Inspired by the interesting findings regarding the hierarchy and coordination of pigeons in Nagy et al. [Nature, 2010], we revisit the discrete-time leader-follower consensus problem with switching topologies. The purpose of this paper is to investigate the impact of hierarchical topologies and followers' self-loops on the convergence performance of leader-follower consensus, including the convergence rate and robustness to switching topologies. We first study the fixed topology case, and show that the followers converge to the leader's state in finite time if and only if each follower has no self-loops and the topology is hierarchical. However, we show via counterexample, that leader-follower consensus may not be achieved when some followers have no self-loops and the topology is switching; even if each interaction graph has a spanning tree rooted at the leader.
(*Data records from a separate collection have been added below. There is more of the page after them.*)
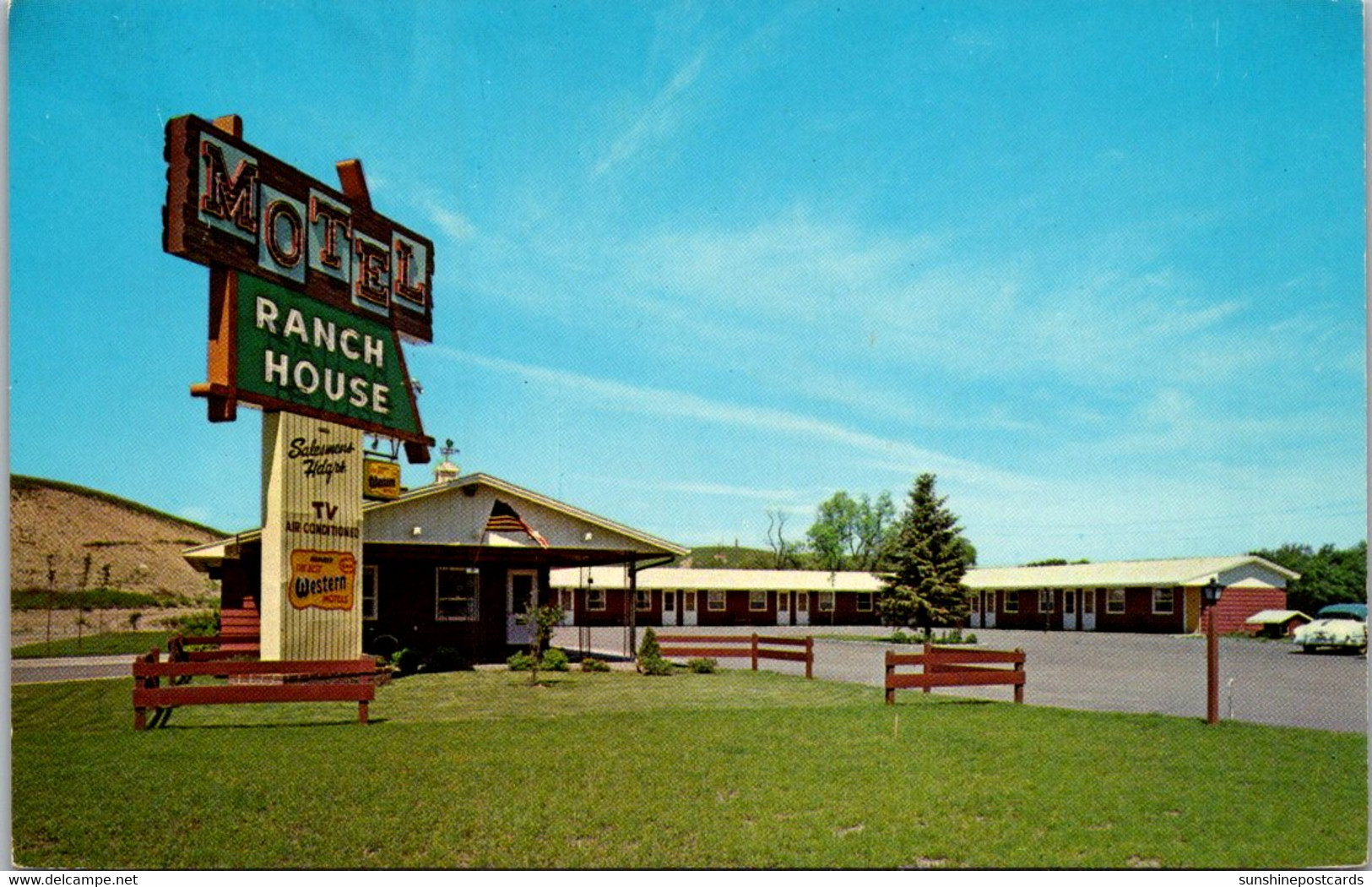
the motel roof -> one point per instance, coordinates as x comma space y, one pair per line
1235, 570
454, 513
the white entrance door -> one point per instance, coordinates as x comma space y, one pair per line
520, 586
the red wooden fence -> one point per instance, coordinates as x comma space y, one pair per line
737, 645
950, 667
347, 680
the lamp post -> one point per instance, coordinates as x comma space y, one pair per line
1211, 595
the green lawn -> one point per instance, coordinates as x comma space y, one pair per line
107, 645
621, 770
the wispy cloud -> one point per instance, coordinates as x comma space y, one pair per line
656, 121
653, 401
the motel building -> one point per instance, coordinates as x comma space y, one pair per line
1158, 596
456, 563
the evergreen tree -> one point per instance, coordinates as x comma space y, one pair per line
928, 560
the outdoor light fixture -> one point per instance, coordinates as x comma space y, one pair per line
1211, 595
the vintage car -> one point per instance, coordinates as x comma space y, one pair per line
1342, 626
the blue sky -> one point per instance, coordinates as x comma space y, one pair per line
1099, 267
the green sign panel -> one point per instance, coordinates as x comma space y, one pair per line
298, 351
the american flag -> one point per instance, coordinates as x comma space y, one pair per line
505, 520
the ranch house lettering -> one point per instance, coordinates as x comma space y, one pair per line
305, 375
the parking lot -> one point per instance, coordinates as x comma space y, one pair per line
1260, 682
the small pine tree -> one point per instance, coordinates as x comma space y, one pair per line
651, 656
928, 560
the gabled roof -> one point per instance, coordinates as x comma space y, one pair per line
704, 579
1235, 571
1125, 573
577, 527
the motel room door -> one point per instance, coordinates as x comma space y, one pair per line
519, 592
1088, 610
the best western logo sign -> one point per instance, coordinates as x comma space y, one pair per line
322, 579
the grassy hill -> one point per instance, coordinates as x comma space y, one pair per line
92, 540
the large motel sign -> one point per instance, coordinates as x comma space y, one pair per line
311, 294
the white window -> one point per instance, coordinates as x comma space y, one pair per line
369, 607
456, 595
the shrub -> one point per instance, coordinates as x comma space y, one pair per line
658, 667
651, 656
405, 661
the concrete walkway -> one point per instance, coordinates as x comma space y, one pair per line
70, 669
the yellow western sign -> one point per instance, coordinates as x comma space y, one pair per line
382, 480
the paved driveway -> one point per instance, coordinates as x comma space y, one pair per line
1260, 682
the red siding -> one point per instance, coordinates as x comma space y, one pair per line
1238, 604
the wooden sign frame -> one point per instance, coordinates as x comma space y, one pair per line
228, 199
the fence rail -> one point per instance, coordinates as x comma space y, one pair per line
948, 667
739, 645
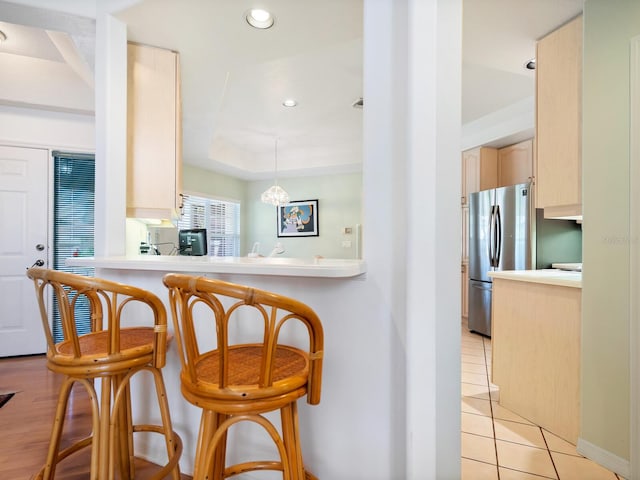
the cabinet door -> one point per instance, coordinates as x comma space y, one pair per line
465, 290
515, 163
480, 170
153, 143
558, 122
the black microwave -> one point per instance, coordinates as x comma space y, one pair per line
192, 242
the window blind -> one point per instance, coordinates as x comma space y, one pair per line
73, 224
220, 218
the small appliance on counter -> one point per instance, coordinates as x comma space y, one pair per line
571, 267
192, 242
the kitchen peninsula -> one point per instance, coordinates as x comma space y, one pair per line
281, 266
535, 342
318, 282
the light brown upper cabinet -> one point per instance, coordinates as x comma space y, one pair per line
559, 121
154, 133
515, 163
479, 171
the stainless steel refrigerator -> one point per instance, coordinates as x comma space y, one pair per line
507, 233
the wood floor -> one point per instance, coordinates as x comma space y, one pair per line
25, 422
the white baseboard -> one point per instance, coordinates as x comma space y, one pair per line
607, 459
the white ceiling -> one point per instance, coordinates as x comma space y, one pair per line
234, 78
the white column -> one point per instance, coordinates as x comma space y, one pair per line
111, 135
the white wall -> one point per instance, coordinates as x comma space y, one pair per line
392, 368
48, 129
605, 393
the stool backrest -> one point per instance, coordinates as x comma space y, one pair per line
107, 302
223, 302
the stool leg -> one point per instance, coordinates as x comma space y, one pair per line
102, 435
207, 429
291, 439
209, 423
122, 440
166, 419
219, 457
56, 431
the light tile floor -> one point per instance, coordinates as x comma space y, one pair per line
500, 445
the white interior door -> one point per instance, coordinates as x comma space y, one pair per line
23, 241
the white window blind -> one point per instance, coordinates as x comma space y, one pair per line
220, 218
73, 224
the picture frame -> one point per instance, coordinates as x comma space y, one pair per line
298, 219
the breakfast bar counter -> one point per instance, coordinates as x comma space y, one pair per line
535, 343
281, 266
551, 276
327, 285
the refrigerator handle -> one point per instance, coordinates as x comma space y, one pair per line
491, 229
498, 246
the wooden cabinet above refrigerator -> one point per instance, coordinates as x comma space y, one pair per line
154, 131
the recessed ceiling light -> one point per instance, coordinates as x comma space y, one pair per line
259, 18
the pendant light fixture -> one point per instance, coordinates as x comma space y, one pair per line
275, 195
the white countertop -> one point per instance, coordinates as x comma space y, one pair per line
563, 278
294, 267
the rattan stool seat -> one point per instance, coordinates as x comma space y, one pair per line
109, 355
238, 381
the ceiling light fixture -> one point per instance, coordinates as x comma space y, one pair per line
259, 18
275, 195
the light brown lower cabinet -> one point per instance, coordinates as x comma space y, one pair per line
535, 346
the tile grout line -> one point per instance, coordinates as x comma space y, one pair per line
549, 452
493, 425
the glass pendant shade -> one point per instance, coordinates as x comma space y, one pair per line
275, 195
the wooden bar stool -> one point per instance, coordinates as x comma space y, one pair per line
234, 380
111, 354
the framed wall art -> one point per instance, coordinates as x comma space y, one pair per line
298, 219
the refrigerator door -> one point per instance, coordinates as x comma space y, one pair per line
480, 307
480, 234
513, 212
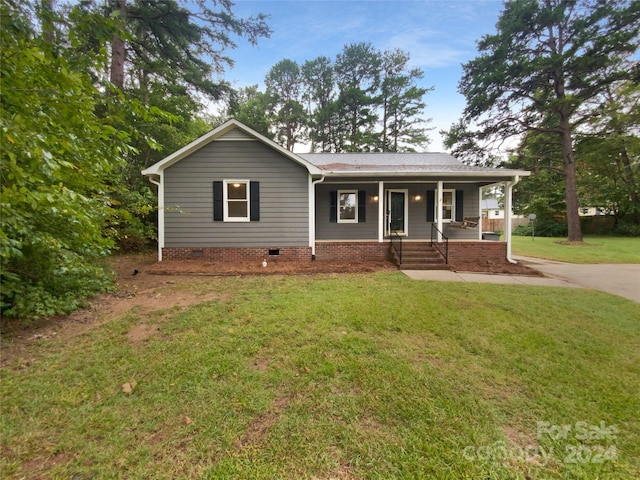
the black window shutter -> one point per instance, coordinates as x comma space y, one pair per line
431, 205
254, 201
362, 206
333, 206
459, 205
218, 206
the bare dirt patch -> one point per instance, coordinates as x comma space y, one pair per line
141, 332
146, 286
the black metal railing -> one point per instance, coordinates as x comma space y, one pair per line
441, 246
396, 244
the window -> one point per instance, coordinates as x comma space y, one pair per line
347, 206
236, 200
448, 205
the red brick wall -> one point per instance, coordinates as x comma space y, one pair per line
468, 251
356, 251
237, 254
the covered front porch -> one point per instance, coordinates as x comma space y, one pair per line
361, 218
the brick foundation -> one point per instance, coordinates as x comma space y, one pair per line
238, 254
459, 252
357, 251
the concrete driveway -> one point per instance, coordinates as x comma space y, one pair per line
618, 279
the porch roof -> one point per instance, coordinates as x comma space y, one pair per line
402, 165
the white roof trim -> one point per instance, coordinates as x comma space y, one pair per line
497, 173
198, 143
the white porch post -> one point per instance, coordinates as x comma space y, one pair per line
480, 226
160, 184
312, 216
508, 207
381, 218
439, 210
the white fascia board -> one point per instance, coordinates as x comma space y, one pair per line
498, 176
217, 132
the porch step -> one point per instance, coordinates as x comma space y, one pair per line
420, 256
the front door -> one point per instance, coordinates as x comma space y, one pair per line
396, 208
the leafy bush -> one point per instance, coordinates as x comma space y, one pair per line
58, 285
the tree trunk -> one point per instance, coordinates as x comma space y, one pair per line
48, 27
118, 48
630, 180
570, 184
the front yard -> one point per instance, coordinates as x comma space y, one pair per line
347, 376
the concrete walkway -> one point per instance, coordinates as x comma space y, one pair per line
618, 279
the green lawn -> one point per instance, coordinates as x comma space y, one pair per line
344, 376
594, 249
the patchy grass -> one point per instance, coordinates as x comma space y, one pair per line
592, 250
343, 376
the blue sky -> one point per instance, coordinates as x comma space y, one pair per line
439, 35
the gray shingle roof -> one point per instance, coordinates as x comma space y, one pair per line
394, 163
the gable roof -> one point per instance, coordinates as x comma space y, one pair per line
401, 164
490, 204
218, 132
389, 164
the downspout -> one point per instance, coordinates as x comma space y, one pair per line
160, 214
508, 202
312, 215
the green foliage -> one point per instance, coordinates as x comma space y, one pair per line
547, 69
365, 100
542, 228
57, 159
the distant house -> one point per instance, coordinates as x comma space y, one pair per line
491, 209
234, 194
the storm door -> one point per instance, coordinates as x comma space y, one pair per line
396, 208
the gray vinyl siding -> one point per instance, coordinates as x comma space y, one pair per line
417, 226
284, 201
471, 209
326, 230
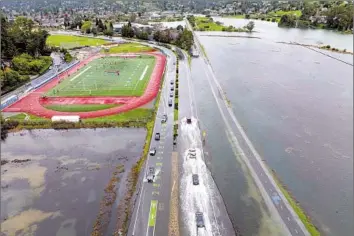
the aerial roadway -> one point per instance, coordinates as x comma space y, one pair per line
152, 205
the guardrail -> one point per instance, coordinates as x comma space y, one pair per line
38, 82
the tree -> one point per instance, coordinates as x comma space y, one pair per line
142, 35
250, 26
287, 21
180, 27
108, 32
68, 57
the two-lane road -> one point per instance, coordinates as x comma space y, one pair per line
278, 205
151, 211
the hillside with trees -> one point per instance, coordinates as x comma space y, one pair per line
23, 52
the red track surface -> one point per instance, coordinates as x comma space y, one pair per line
85, 100
32, 102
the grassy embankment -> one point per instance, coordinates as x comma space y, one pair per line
235, 16
130, 48
167, 19
297, 208
139, 117
71, 41
175, 110
80, 107
275, 16
135, 173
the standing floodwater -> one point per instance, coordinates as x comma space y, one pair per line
52, 182
296, 105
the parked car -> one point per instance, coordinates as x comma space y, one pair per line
192, 153
152, 151
195, 179
150, 174
170, 102
199, 218
164, 119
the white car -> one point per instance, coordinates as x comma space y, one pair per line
152, 151
192, 153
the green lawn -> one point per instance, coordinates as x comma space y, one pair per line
133, 115
22, 116
235, 16
70, 41
136, 114
108, 76
297, 208
205, 24
130, 48
80, 107
276, 15
280, 13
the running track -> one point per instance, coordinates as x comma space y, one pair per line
32, 102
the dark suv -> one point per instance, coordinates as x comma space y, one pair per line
195, 179
150, 175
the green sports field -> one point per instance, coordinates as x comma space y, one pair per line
108, 76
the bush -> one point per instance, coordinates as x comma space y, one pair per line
68, 57
27, 65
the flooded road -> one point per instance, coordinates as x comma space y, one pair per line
54, 181
296, 107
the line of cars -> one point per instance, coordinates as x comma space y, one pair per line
150, 175
199, 217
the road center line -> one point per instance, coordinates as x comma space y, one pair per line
72, 79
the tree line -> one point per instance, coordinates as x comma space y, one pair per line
338, 16
23, 52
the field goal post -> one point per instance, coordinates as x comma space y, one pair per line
69, 45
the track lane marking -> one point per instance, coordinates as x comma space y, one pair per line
72, 79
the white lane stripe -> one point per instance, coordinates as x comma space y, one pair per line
80, 73
143, 74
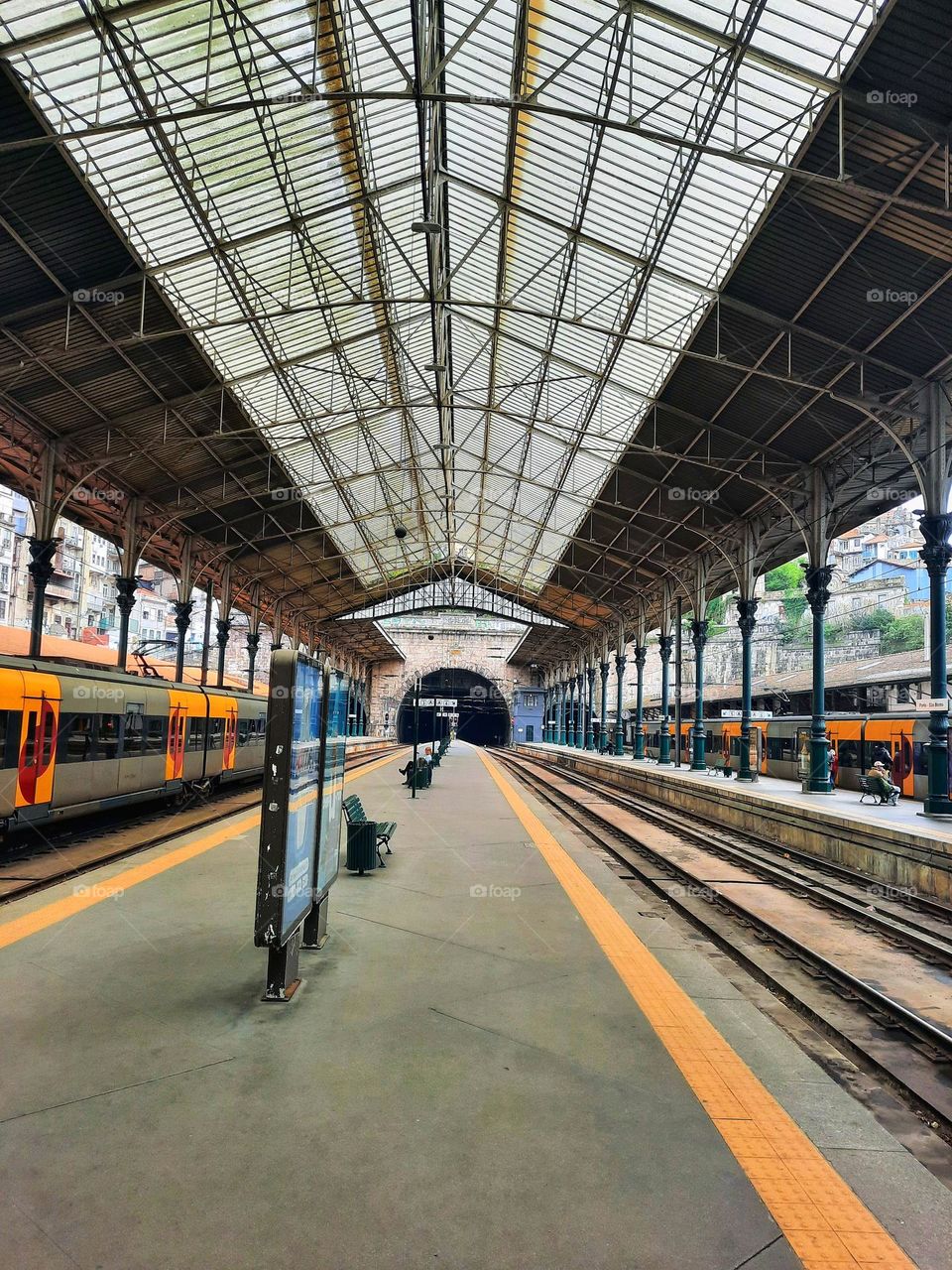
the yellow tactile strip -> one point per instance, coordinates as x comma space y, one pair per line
824, 1220
94, 893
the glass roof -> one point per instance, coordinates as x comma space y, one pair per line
445, 268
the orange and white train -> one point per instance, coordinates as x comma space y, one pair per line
75, 740
783, 746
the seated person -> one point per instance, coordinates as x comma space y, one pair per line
883, 784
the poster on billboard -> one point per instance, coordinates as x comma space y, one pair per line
331, 784
298, 717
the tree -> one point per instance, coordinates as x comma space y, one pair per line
904, 634
784, 576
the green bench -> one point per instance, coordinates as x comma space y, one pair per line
365, 837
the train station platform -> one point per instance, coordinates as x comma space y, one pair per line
893, 843
504, 1057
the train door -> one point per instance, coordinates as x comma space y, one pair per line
900, 743
176, 752
132, 753
230, 738
36, 756
802, 751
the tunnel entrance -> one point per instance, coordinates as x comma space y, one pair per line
483, 714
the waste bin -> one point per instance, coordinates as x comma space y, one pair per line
362, 847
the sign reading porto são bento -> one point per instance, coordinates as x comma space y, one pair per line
291, 798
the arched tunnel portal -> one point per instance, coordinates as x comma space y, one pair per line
480, 708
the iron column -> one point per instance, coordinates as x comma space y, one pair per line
664, 743
698, 635
603, 716
937, 556
817, 593
41, 571
640, 658
747, 621
620, 663
182, 620
590, 707
125, 602
223, 630
254, 639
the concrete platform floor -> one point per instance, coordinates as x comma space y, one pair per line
843, 803
463, 1080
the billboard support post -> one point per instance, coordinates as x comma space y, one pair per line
416, 733
315, 929
301, 806
282, 979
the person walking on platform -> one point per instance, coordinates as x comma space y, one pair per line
883, 784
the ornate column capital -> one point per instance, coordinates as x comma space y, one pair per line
747, 616
126, 593
41, 559
937, 552
817, 587
182, 615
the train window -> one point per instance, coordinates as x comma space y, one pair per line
75, 744
848, 753
8, 720
155, 735
30, 747
108, 737
132, 731
779, 749
49, 738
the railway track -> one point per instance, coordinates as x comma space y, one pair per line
871, 970
33, 860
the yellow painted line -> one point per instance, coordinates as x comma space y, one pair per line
94, 893
825, 1222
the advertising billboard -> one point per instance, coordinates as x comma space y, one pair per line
331, 783
291, 812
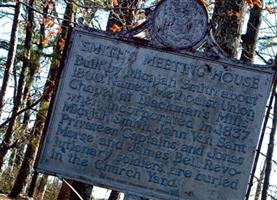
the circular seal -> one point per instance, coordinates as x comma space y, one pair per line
180, 24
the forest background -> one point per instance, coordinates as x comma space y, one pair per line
33, 34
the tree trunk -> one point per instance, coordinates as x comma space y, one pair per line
269, 153
65, 191
83, 189
249, 39
49, 87
41, 188
26, 61
11, 55
228, 17
259, 184
114, 195
122, 17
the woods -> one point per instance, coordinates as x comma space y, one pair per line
31, 61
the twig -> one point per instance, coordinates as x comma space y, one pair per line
21, 111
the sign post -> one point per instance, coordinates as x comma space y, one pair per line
156, 123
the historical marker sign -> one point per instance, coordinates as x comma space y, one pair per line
156, 123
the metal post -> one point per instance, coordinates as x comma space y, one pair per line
132, 196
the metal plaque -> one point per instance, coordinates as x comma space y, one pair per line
155, 123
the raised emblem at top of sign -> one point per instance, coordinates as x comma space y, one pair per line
180, 24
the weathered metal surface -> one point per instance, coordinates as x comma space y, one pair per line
179, 24
155, 123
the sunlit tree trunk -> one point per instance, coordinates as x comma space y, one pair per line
228, 17
11, 55
114, 195
270, 150
49, 87
122, 14
249, 39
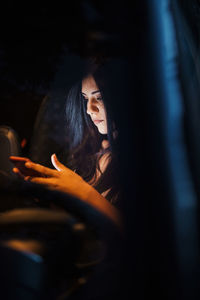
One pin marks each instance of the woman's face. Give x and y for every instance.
(95, 105)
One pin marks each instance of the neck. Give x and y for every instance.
(105, 144)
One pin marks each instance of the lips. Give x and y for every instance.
(97, 121)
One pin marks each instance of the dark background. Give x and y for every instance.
(34, 37)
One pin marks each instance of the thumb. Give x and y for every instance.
(57, 165)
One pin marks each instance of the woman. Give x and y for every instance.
(92, 175)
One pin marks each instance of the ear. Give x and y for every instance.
(57, 165)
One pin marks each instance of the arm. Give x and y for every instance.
(65, 180)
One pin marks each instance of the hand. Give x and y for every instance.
(65, 180)
(62, 179)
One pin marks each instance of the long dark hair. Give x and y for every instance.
(84, 140)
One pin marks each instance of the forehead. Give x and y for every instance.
(89, 85)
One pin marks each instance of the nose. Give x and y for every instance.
(92, 106)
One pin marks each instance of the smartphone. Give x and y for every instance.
(19, 163)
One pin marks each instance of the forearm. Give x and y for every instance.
(96, 200)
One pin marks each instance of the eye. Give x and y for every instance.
(84, 98)
(99, 98)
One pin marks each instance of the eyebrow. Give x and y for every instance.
(95, 92)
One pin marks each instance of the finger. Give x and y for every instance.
(44, 171)
(57, 165)
(17, 172)
(39, 180)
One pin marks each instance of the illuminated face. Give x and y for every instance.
(95, 105)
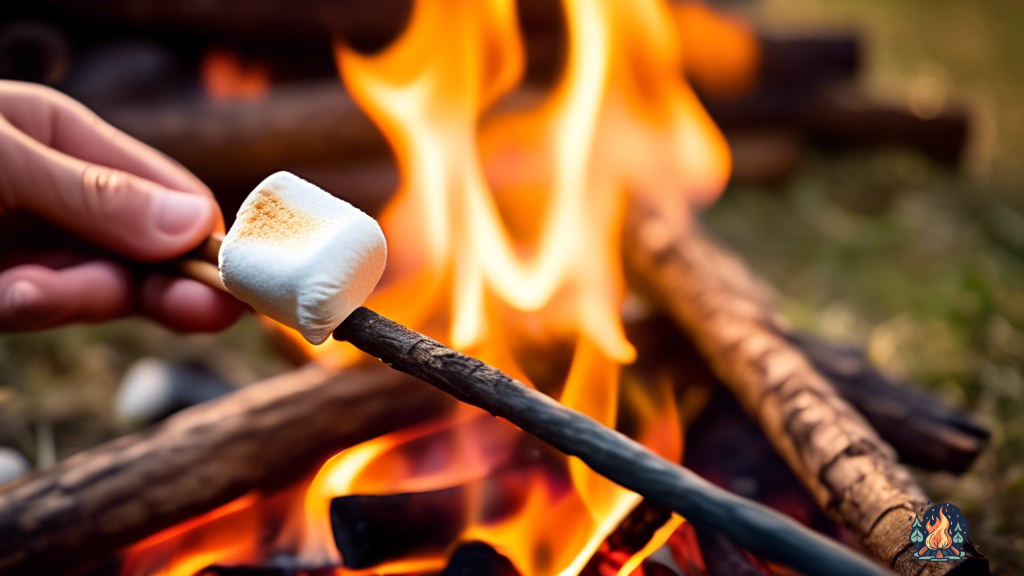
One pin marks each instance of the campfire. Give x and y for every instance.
(504, 242)
(549, 234)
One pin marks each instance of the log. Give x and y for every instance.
(723, 558)
(370, 530)
(478, 559)
(852, 474)
(263, 437)
(605, 451)
(311, 123)
(843, 117)
(925, 433)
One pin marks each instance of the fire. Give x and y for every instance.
(504, 242)
(938, 533)
(225, 77)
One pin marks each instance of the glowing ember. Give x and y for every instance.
(504, 242)
(225, 77)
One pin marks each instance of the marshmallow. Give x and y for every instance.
(301, 256)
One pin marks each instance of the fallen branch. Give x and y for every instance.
(851, 471)
(87, 507)
(607, 452)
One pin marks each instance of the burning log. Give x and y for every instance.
(605, 451)
(260, 438)
(851, 471)
(478, 559)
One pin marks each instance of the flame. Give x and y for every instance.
(225, 77)
(504, 241)
(938, 532)
(721, 52)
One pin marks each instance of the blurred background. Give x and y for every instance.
(904, 239)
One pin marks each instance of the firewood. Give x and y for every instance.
(852, 472)
(723, 558)
(629, 538)
(87, 507)
(311, 123)
(478, 559)
(370, 530)
(843, 117)
(925, 433)
(607, 452)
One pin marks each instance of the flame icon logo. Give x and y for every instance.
(939, 534)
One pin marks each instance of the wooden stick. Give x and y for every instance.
(201, 263)
(609, 453)
(852, 472)
(265, 436)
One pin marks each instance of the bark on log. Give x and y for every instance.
(852, 472)
(311, 123)
(265, 436)
(925, 433)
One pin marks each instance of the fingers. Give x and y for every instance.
(184, 304)
(128, 214)
(34, 297)
(61, 123)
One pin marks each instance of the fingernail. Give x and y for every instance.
(176, 212)
(24, 297)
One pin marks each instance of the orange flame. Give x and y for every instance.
(504, 240)
(938, 532)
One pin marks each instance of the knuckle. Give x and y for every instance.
(105, 192)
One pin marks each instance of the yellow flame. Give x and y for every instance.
(506, 224)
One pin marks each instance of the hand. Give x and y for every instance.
(65, 170)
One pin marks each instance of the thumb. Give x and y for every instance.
(128, 214)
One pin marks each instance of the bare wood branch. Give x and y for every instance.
(851, 471)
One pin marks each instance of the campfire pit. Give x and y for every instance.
(513, 233)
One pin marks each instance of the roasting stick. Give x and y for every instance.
(308, 260)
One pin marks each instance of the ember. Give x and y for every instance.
(509, 224)
(519, 214)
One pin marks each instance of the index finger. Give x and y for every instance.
(66, 125)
With the aid of binary relation theory, we further develop a new approach to present a novel sufficient condition for leader-follower consensus with switching topologies and with some followers having no self-loops. We prove that when no followers have self-loops and the same hierarchical organization is kept under the switching topologies, then the fastest rate of convergence in leader-follower consensus can be achieved; even in the presence of complex dynamic topologies. This is consistent with the natural phenomena found in pigeons by Nagy et al.